EMBL and its Alumni Association work together to highlight the impact alumni are having worldwide via EMBL news channels, online resources, events and prizes. Two examples are the John Kendrew Award, which recognises outstanding science communication and research, and the new Lennart Philipson award, which recognises translational research and technology innovation. “Both return alumni to the Lab to share their success with EMBL Fellows,” explains Superti-Furga. “Our most ambitious project to date – the EMBL Archive – is being launched this year on EMBL’s 40th birthday following five years of planning. It will organise, preserve and make accessible EMBL’s extraordinary history and will be a valuable resource for the Lab, the community, and the public.”

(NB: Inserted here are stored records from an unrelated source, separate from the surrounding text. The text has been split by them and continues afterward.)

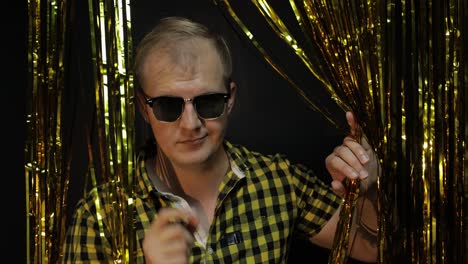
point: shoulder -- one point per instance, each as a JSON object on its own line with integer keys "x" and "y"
{"x": 250, "y": 158}
{"x": 100, "y": 199}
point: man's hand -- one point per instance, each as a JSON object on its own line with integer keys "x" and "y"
{"x": 352, "y": 160}
{"x": 169, "y": 239}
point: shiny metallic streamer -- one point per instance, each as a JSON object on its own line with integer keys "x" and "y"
{"x": 111, "y": 47}
{"x": 46, "y": 179}
{"x": 401, "y": 67}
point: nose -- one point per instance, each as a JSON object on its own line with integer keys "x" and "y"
{"x": 189, "y": 118}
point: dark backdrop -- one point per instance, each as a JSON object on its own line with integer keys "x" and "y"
{"x": 268, "y": 117}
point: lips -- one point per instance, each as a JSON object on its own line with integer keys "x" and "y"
{"x": 196, "y": 140}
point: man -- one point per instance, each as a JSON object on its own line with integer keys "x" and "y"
{"x": 201, "y": 198}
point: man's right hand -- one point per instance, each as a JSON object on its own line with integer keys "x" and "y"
{"x": 169, "y": 240}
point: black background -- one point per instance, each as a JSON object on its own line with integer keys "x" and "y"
{"x": 268, "y": 117}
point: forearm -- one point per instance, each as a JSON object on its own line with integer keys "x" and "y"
{"x": 364, "y": 230}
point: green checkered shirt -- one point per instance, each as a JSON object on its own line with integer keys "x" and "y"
{"x": 263, "y": 201}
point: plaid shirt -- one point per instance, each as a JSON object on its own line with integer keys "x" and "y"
{"x": 263, "y": 200}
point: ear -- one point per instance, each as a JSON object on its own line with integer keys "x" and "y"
{"x": 232, "y": 98}
{"x": 141, "y": 103}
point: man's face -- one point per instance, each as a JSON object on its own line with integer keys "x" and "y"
{"x": 190, "y": 140}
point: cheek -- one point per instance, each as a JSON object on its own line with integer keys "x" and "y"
{"x": 217, "y": 128}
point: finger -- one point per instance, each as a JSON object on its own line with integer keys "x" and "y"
{"x": 338, "y": 188}
{"x": 350, "y": 164}
{"x": 357, "y": 149}
{"x": 339, "y": 169}
{"x": 172, "y": 215}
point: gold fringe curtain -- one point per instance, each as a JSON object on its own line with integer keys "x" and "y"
{"x": 46, "y": 178}
{"x": 401, "y": 67}
{"x": 47, "y": 166}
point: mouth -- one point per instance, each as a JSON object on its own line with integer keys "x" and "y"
{"x": 193, "y": 141}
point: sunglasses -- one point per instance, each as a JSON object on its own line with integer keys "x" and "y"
{"x": 170, "y": 108}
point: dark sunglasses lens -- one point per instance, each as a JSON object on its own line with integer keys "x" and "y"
{"x": 167, "y": 109}
{"x": 210, "y": 105}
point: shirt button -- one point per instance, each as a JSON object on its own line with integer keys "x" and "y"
{"x": 210, "y": 251}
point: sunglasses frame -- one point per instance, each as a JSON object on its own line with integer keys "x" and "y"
{"x": 150, "y": 101}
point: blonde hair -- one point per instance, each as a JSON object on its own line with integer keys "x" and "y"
{"x": 171, "y": 34}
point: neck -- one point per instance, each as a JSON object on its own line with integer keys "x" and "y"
{"x": 199, "y": 182}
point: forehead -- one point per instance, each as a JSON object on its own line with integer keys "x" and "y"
{"x": 194, "y": 62}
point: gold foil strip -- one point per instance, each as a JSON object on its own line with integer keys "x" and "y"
{"x": 111, "y": 48}
{"x": 46, "y": 179}
{"x": 400, "y": 66}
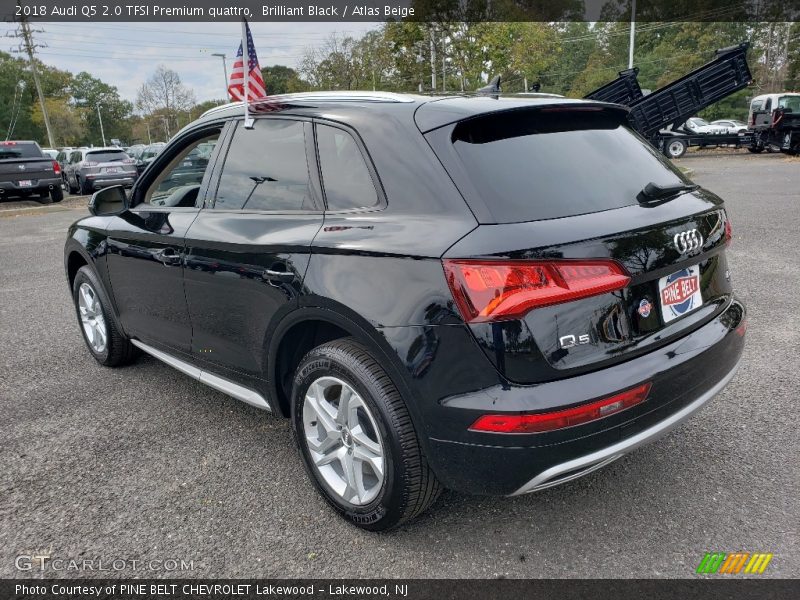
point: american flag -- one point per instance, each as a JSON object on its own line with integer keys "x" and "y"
{"x": 255, "y": 81}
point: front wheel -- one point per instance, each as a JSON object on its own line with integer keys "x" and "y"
{"x": 105, "y": 341}
{"x": 676, "y": 148}
{"x": 357, "y": 440}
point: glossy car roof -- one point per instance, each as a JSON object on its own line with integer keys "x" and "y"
{"x": 429, "y": 112}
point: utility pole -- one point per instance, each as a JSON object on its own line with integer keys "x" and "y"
{"x": 30, "y": 47}
{"x": 102, "y": 131}
{"x": 633, "y": 34}
{"x": 224, "y": 71}
{"x": 433, "y": 62}
{"x": 444, "y": 65}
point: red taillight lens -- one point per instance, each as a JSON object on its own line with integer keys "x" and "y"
{"x": 487, "y": 290}
{"x": 541, "y": 422}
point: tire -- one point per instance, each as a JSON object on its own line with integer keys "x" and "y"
{"x": 57, "y": 194}
{"x": 85, "y": 189}
{"x": 675, "y": 148}
{"x": 116, "y": 349}
{"x": 407, "y": 486}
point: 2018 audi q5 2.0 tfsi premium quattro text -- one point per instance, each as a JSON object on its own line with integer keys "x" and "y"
{"x": 487, "y": 295}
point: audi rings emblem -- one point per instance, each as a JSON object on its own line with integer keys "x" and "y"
{"x": 687, "y": 241}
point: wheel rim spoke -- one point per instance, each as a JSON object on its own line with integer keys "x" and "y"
{"x": 343, "y": 440}
{"x": 91, "y": 316}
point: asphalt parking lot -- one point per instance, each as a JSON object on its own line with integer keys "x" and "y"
{"x": 143, "y": 463}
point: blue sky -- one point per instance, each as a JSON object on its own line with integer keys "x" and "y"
{"x": 126, "y": 54}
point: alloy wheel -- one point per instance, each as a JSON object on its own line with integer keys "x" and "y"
{"x": 343, "y": 440}
{"x": 92, "y": 319}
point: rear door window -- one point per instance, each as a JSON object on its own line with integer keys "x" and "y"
{"x": 266, "y": 169}
{"x": 546, "y": 164}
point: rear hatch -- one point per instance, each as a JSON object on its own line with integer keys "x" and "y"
{"x": 109, "y": 163}
{"x": 24, "y": 164}
{"x": 573, "y": 266}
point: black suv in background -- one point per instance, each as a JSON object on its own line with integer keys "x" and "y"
{"x": 488, "y": 295}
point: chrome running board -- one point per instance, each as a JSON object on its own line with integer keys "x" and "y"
{"x": 583, "y": 465}
{"x": 220, "y": 384}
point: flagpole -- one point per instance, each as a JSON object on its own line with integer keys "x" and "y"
{"x": 248, "y": 122}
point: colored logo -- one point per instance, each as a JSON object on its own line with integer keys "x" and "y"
{"x": 679, "y": 292}
{"x": 734, "y": 563}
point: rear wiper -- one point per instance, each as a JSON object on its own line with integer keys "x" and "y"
{"x": 654, "y": 192}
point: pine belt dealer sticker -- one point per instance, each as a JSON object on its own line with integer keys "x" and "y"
{"x": 680, "y": 293}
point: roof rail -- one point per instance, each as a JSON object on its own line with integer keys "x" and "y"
{"x": 335, "y": 96}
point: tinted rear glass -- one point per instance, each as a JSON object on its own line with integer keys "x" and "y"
{"x": 106, "y": 156}
{"x": 20, "y": 151}
{"x": 546, "y": 164}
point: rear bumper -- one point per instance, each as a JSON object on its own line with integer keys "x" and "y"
{"x": 99, "y": 181}
{"x": 685, "y": 375}
{"x": 39, "y": 186}
{"x": 582, "y": 465}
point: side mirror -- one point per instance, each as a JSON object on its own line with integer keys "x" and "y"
{"x": 109, "y": 201}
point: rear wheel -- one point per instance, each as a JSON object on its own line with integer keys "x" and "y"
{"x": 106, "y": 343}
{"x": 84, "y": 187}
{"x": 357, "y": 440}
{"x": 57, "y": 194}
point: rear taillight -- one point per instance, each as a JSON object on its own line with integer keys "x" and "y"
{"x": 486, "y": 290}
{"x": 550, "y": 421}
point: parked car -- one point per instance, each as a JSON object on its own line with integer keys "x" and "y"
{"x": 488, "y": 295}
{"x": 731, "y": 125}
{"x": 148, "y": 155}
{"x": 698, "y": 125}
{"x": 90, "y": 169}
{"x": 26, "y": 171}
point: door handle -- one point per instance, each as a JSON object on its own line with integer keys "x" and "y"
{"x": 169, "y": 256}
{"x": 278, "y": 276}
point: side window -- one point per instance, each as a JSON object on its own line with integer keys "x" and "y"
{"x": 178, "y": 182}
{"x": 266, "y": 169}
{"x": 345, "y": 176}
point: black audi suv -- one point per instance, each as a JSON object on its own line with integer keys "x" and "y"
{"x": 491, "y": 295}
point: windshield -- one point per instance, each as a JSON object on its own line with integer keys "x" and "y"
{"x": 13, "y": 150}
{"x": 544, "y": 165}
{"x": 790, "y": 102}
{"x": 106, "y": 156}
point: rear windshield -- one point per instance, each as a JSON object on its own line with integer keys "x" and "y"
{"x": 20, "y": 151}
{"x": 552, "y": 163}
{"x": 106, "y": 156}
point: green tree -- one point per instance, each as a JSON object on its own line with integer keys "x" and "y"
{"x": 279, "y": 79}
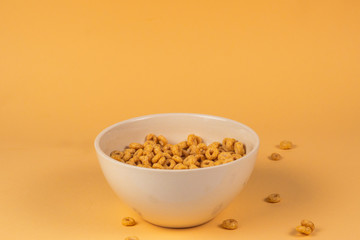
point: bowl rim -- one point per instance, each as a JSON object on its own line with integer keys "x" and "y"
{"x": 207, "y": 116}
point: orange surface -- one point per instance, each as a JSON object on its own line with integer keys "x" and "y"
{"x": 288, "y": 69}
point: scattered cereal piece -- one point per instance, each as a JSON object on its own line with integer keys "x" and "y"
{"x": 128, "y": 221}
{"x": 306, "y": 227}
{"x": 285, "y": 145}
{"x": 230, "y": 224}
{"x": 273, "y": 198}
{"x": 275, "y": 156}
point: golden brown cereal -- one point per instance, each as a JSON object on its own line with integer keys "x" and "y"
{"x": 158, "y": 166}
{"x": 192, "y": 149}
{"x": 224, "y": 155}
{"x": 156, "y": 158}
{"x": 230, "y": 224}
{"x": 304, "y": 230}
{"x": 167, "y": 154}
{"x": 177, "y": 159}
{"x": 218, "y": 162}
{"x": 117, "y": 155}
{"x": 239, "y": 148}
{"x": 151, "y": 137}
{"x": 167, "y": 147}
{"x": 162, "y": 140}
{"x": 193, "y": 166}
{"x": 273, "y": 198}
{"x": 132, "y": 238}
{"x": 144, "y": 160}
{"x": 228, "y": 144}
{"x": 169, "y": 164}
{"x": 176, "y": 150}
{"x": 180, "y": 166}
{"x": 190, "y": 160}
{"x": 148, "y": 148}
{"x": 136, "y": 145}
{"x": 157, "y": 152}
{"x": 128, "y": 221}
{"x": 201, "y": 148}
{"x": 236, "y": 156}
{"x": 275, "y": 156}
{"x": 227, "y": 160}
{"x": 212, "y": 153}
{"x": 162, "y": 160}
{"x": 183, "y": 145}
{"x": 285, "y": 145}
{"x": 207, "y": 163}
{"x": 214, "y": 144}
{"x": 138, "y": 153}
{"x": 193, "y": 140}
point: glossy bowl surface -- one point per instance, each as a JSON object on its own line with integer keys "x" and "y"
{"x": 176, "y": 198}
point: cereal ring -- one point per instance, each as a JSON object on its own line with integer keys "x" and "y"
{"x": 151, "y": 137}
{"x": 167, "y": 154}
{"x": 180, "y": 166}
{"x": 169, "y": 164}
{"x": 190, "y": 160}
{"x": 158, "y": 166}
{"x": 193, "y": 140}
{"x": 185, "y": 153}
{"x": 176, "y": 150}
{"x": 162, "y": 160}
{"x": 132, "y": 161}
{"x": 218, "y": 162}
{"x": 128, "y": 221}
{"x": 144, "y": 160}
{"x": 228, "y": 144}
{"x": 183, "y": 145}
{"x": 162, "y": 140}
{"x": 224, "y": 155}
{"x": 150, "y": 155}
{"x": 192, "y": 149}
{"x": 127, "y": 155}
{"x": 201, "y": 148}
{"x": 156, "y": 158}
{"x": 227, "y": 160}
{"x": 239, "y": 148}
{"x": 212, "y": 153}
{"x": 117, "y": 155}
{"x": 236, "y": 156}
{"x": 215, "y": 145}
{"x": 157, "y": 149}
{"x": 135, "y": 146}
{"x": 138, "y": 153}
{"x": 167, "y": 147}
{"x": 177, "y": 159}
{"x": 207, "y": 163}
{"x": 148, "y": 148}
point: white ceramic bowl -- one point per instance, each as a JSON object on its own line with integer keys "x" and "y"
{"x": 176, "y": 198}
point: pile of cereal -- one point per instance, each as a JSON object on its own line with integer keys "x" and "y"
{"x": 156, "y": 152}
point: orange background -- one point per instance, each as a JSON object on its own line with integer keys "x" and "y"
{"x": 288, "y": 69}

40. Services to scientists
EMBL-EBI services averaged almost 9 000 000 web hits per day in 2013
And at EMBL Grenoble and EMBL Hamburg, services for structural biology users range from sample preparation to data analysis, including almost 3000 beamline user visits last year.
To study the effect of commonly used drugs on bacterial envelopes, EMBL scientists applied a biochemical assay using a colour reaction. The deeper the red, the stronger the disruptive effect of the drug.